A data da carta é 28 de dezembro de 1931. O português é o da época. A carta era de meu avô Sud, que adorava homenagens, a sua esposa Maria, que estava de viagem a Porto Ferreira, sua terra, onde sua mãe (a dona Constancia, minha bisavó portuguesa) estava doente – morreria 24 dias depois. O evento foi organizado pelo Centro do Professorado Paulista a Sud, seu Presidente, que acabava de ser empossado como Diretor-Geral do Ensino do Estado, cargo hoje equivalente ao de Secretário da Educação. Numa época em que homenagens eram concorridas, pois, apesar dos discursos longos e entediantes, como não havia nada melhor para fazer (nem rádio, nem televisão, cinemas caros, computadores eram sonhos futuristas), ia-se a eles. E olhem que meu avô era um excelente orador. “Os que teriam ido para ver a consagração do filho” e que estavam no cemitério eram o pai de Sud, Ammedeo, morto um ano antes, e seu sogro, a quem chamava de pai, o português Daniel, falecido 3 anos antes, ambos meus bisavôs. A casa vazia ainda existe, bastante modificada, na Vila Mariana, na rua Capitão Cavalcanti.
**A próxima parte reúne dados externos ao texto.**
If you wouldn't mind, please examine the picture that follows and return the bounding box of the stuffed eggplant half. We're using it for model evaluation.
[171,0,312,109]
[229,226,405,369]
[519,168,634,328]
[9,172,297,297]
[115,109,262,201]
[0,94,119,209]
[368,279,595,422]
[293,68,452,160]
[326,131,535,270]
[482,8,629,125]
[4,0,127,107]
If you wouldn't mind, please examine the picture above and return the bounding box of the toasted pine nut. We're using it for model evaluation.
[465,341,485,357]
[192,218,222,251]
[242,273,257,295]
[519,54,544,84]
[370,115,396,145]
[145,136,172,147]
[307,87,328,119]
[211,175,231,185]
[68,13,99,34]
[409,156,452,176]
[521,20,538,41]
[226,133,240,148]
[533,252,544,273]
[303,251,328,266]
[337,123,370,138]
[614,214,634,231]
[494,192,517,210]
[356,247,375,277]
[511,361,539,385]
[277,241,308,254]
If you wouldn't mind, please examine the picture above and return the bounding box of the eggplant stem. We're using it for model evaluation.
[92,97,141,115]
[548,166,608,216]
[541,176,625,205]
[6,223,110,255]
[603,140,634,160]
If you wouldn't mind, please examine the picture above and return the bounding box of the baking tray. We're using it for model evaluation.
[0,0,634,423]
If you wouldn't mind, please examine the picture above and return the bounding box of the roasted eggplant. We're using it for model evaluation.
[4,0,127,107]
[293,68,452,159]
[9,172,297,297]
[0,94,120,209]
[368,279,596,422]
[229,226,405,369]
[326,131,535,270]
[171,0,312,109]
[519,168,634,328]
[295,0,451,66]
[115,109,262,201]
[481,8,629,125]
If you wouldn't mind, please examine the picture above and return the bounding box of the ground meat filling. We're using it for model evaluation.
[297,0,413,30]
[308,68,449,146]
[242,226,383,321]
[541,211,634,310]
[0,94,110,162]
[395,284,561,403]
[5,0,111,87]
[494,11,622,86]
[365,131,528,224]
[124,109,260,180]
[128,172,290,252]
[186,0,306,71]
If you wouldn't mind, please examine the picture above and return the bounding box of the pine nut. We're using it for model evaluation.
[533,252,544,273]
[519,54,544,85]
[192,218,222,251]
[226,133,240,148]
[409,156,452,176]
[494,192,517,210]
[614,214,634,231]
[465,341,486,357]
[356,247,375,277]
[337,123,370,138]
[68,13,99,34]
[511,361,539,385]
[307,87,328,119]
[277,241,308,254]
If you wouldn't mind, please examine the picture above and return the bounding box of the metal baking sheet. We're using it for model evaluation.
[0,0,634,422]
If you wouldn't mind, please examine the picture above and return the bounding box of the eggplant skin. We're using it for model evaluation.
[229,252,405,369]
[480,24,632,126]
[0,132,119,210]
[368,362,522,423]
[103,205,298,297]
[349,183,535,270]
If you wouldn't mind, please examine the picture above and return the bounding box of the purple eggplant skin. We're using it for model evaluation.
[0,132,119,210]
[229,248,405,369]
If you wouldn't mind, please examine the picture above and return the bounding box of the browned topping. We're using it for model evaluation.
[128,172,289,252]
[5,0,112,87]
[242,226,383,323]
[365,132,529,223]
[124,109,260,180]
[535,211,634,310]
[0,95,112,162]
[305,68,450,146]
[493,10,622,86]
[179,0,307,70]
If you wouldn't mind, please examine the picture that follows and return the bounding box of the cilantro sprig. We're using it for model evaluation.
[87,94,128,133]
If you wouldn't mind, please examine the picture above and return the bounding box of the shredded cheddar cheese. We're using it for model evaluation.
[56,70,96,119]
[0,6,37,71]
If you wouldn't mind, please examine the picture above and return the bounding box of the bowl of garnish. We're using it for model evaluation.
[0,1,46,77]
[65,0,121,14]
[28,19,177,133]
Já a estatueta de bronze foi o único dos personagens citados em todas as cartas que ainda existe. Está acima, com seu pedestal de mármore e seu cartão de prata, indiferente ao fato de estar na casa de uma filha de Sud, minha tia, servindo apenas para ter um penduricalho em sua mão estendida.
Apenas um fato curioso, minha avó materna nasceu exatamente um dia depois...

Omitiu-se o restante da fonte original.